I went to a cricket match in England a year and a half ago. By halfway through, I was entirely convinced I got the concept. I could totally explain the game to someone, I got this, it's almost like baseb--WHAT THE FUCK JUST HAPPENED? WHAT DID THAT GUY JUST DO? WHAT DOES THAT HAVE TO DO WITH ANYTHING? IS THAT LEGAL IN THIS SPORT? IS HE EVEN SUPPOSED TO BE ON THE FIELD? And all my supposed learned knowledge of the sport of cricket was shot to shit. And since, I've conceded to the idea that it's not a sport I was meant to learn about.
However, I'm starting to change my mind. Why?
Dude is from Australia, which automatically makes him hotter than the average American fuck. Accents I can deal with?
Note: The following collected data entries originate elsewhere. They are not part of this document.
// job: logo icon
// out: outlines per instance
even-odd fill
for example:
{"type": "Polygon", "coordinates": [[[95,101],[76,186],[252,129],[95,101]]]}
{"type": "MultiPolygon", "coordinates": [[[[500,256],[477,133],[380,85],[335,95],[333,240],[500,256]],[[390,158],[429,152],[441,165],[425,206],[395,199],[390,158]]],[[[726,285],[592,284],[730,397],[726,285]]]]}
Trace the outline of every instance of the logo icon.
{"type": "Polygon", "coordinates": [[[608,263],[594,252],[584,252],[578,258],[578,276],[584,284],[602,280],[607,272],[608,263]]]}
Ozzie ones. Second, he's an athlete, even if he's involved in a sport that, to me is the bastard love child of baseball and tennis with hockey's padding. Third, he looks like this:
Hi, are you donning your whites and buying your bat things now? Because I sure as fuck am. Pip pip mother fuckers, Quantas has a new frequent flyer. Dude is so fucking hot he looks photoshopped.
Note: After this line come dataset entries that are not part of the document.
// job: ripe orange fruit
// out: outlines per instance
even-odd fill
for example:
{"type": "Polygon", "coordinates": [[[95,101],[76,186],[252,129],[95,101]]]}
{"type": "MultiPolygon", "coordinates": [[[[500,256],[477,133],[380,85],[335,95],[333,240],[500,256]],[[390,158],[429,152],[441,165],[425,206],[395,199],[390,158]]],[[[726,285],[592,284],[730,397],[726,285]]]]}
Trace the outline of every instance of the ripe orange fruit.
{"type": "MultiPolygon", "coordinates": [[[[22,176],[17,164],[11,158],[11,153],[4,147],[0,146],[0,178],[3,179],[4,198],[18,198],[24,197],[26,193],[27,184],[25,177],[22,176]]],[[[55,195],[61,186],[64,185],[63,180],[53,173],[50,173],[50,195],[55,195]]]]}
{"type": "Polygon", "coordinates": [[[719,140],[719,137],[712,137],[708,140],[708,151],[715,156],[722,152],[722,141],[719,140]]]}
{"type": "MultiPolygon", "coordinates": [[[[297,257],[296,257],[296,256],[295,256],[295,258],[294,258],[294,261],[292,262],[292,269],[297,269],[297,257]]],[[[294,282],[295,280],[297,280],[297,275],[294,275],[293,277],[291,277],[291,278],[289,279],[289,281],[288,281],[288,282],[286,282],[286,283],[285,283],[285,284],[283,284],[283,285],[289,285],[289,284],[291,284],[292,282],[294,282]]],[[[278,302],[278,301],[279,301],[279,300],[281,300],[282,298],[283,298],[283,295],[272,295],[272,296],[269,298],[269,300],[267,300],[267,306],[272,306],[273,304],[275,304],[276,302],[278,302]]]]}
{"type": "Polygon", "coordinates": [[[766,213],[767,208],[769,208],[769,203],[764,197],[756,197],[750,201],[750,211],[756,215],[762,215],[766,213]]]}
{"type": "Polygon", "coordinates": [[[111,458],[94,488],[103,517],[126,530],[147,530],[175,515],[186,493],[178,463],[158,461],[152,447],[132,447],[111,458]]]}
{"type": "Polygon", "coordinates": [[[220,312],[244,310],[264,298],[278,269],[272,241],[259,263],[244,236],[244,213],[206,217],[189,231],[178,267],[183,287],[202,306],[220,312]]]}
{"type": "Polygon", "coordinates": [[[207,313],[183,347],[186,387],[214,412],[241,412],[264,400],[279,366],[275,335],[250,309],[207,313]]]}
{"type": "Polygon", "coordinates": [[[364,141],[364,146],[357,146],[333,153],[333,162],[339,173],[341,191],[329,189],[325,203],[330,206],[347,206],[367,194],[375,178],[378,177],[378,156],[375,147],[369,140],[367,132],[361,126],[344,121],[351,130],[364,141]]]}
Can't find anything about a wife, and seeing as he's only 26, there's a strong possibility dude is using that body to get as much Ozzie (and international) vagina as he can. And fuck me, I don't blame him. If dudes like this stayed celibate, my life would have no meaning. Seriously. He is basically something all jersey chasers should strive for. I don't care how meaningless his sport is in my country. I'd probably bang him if he collected tin cans and lived off of CoinStar machines, honestly.
Can any of my readers in Australia clue me in on this shit? Ozzie Rules I kinda get and can figure out, cricket I'm still all like, hey, is that a homerun? No? Wrong game? Okay cool.